“Then I had better set to work at once to sort out my toys and begin to pack, I suppose,” said Loveday, in a tone of great importance, “or I am sure I shall never be ready in time.”
CHAPTER VII
LOVEDAY GOES VISITING
BUT though she began her packing at once, and went on with it most industriously for the two following days, yet, when Thursday morning came, she was not, according to her own accounts, nearly ready.
There really was a great deal to be done. First of all she had to find a basket in which to pack her cat, “Mrs. Peters,” and her three kittens, for until that was done she could not make any other plans or attend to anything else.

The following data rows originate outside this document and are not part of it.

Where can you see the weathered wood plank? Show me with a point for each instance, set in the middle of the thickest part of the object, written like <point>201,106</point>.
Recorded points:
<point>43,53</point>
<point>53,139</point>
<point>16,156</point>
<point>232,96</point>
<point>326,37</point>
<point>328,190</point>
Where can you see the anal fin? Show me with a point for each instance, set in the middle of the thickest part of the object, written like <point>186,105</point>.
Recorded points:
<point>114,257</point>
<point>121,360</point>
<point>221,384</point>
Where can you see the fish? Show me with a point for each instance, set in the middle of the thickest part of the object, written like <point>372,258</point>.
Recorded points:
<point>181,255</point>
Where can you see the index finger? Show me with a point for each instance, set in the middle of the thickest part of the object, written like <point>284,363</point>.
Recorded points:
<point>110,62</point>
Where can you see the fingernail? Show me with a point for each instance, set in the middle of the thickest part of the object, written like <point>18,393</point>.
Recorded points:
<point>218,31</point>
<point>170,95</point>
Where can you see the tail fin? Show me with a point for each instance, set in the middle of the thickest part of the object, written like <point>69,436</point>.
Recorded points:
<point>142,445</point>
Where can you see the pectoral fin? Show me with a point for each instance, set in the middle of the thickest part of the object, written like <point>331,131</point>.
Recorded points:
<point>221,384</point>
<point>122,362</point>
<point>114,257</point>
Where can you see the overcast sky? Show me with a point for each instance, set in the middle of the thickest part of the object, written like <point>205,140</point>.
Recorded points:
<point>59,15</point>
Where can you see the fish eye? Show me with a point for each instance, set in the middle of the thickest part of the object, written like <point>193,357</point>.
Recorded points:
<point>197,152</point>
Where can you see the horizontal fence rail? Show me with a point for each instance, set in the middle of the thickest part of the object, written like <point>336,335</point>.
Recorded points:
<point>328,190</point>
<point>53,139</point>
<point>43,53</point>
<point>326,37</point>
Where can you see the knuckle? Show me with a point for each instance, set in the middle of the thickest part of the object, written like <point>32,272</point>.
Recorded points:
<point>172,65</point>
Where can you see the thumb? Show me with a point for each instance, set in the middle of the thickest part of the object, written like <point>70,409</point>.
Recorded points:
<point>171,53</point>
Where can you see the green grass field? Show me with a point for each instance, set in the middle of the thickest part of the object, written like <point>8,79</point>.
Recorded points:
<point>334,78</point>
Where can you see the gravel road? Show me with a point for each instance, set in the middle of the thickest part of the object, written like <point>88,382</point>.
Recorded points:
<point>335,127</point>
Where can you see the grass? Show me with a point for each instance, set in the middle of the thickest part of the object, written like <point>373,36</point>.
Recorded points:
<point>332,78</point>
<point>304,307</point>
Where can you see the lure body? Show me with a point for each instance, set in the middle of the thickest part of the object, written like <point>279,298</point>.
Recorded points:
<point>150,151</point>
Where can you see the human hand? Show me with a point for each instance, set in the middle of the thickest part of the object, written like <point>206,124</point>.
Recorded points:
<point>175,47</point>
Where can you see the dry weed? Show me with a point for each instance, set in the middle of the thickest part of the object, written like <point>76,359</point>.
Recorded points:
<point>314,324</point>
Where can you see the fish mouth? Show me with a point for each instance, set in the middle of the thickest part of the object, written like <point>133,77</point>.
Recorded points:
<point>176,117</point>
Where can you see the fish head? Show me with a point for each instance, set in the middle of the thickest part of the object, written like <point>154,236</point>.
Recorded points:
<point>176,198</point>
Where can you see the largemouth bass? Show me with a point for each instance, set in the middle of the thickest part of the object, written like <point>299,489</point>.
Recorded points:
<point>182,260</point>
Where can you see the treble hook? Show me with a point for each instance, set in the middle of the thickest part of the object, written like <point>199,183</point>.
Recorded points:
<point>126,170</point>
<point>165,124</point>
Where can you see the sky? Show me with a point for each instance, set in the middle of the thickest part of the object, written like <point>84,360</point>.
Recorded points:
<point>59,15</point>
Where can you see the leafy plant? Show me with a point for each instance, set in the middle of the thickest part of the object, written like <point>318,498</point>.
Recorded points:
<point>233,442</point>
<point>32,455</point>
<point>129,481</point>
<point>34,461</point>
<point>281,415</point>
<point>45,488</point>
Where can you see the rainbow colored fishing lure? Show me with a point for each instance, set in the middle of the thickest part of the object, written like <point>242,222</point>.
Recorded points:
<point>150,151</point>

Fortunately, however, she found at once a nice shiny hat-box, with a leather handle and a lock and key, which would just hold the Peters family, for the kittens were quite tiny. “I will pack all my white flannel petticoats in the bottom of it,” she said to herself, “for they will be nice for Mrs. Peters and the kittens to lie on, and it will be a good thing to get the petticoats in out of the way.”
So in went the petticoats, and then the kittens, but Mrs. Peters was out, and had to be waited for. She came in, though, in such good time that she and her family and the petticoats were packed and locked and strapped up long before Loveday’s dinner-time came; and what would have been the end of the poor kittens and their mother if their own dinner-time had not come very soon, and Nurse had not come in search of them to feed them, no one can imagine, for the box had no ventilation holes, and the lid shut down quite close.
If Mrs. Peters and the kittens suffered, though, Loveday suffered too; for Nurse was so angry when she saw the petticoats in the box with the cats, that she ordered Loveday to sit down and pick off from them every single hair that the cats had left behind, and they had left so many that to Loveday it seemed a marvel that they were not all quite bald. She did not get rid of quite all the hairs, though, for by tea-time her eyes were so swelled and smarting with crying, she was excused the rest, after promising never, never to do such a thing again.
“Don’t you think, dear, that you had better leave Mrs. Peters and her family behind?” suggested her mother, when Loveday, after ransacking the whole house, had found a basket to take the place of the hat-box.